Les Fonctions de la Chasse dans la Pensée anthropologique Eʋe.

Les paragraphes précédents ont suffisamment démontré que les activités de la Chasse placent l’ Être humain et ses activités à la confluence du Monde minéral, du Monde végétal et du Monde animal.
Ils ont suffisamment démontré qu’il y a diverses Formes de Vie dans ces divers Mondes et que l’Être humain a une impérieuse Responsabilité vis-à-vis de toutes ces Formes de Vie dans ces divers Mondes.
Voilà pourquoi les Eʋe et tous les Peuples qui leur sont liés directement ou indirectement désignent l’ Être humain avec l’appellation « Agbè tɔ » signifiant littéralement « Le Maître de la Vie » .
S’il est vrai que l’ Être humain peut être considéré comme le « Maître la Vie » (Agbè tɔ en Eʋegbe), il serait erroné de le considérer exagérément comme la « mesure de toute chose » (sic!) selon l’affirmation du Philosophe Héraclite de la Grèce antique.

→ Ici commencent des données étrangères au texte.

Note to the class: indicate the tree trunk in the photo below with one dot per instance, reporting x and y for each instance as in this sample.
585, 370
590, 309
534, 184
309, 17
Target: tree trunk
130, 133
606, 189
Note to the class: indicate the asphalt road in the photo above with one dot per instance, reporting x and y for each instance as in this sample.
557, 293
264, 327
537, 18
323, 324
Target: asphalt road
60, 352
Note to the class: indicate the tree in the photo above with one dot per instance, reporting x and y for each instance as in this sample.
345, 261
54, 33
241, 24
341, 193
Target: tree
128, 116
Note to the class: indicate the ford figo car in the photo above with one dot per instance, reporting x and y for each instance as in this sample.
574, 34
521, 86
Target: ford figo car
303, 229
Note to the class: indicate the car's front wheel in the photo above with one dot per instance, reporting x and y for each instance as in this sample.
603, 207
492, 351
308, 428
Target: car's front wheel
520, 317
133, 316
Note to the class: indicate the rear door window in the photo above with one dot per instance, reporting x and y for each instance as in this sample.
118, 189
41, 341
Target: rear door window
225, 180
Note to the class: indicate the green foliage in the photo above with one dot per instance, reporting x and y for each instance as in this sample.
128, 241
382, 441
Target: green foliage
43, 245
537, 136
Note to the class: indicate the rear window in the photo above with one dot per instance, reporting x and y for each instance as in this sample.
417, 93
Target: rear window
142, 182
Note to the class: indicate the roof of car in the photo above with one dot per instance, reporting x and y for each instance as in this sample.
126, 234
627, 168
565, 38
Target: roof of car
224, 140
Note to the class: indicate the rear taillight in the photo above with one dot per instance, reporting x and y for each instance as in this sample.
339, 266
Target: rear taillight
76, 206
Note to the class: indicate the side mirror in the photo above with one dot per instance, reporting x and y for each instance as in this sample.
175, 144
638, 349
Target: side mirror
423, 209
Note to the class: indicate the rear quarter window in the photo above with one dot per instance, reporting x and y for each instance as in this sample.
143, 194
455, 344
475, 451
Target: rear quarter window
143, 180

En effet, l’ Être humain est certes considéré comme le « Maître de la Vie » , mais en réalité, il n’en est qu’un « Gestionnaire temporel » vis-à-vis des autres créatures (comme vis-à-vis de lui-même!), puisque ce n’est pas lui qui insuffle la Vie aux espèces animales et aux espèces végétales même s’il a la capacité de la leur ôter à travers la Chasse par exemple!
C’est dire que la Chasse dans la Pensée anthropologique de la plupart des Peuples Africains tels que les Eʋe ne vise pas principalement et simplement à procurer de la viande aux Humains en ôtant la Vie aux Animaux sauvages. Ces activités asument plutôt des Fonctions précises que le paragraphes suivants vont s’évertuer d’exposer.

La Chasse comme un Moyen de Stabilisation rationnelle des Interactions entre les Humains, la Faune, la Flore et la Terre.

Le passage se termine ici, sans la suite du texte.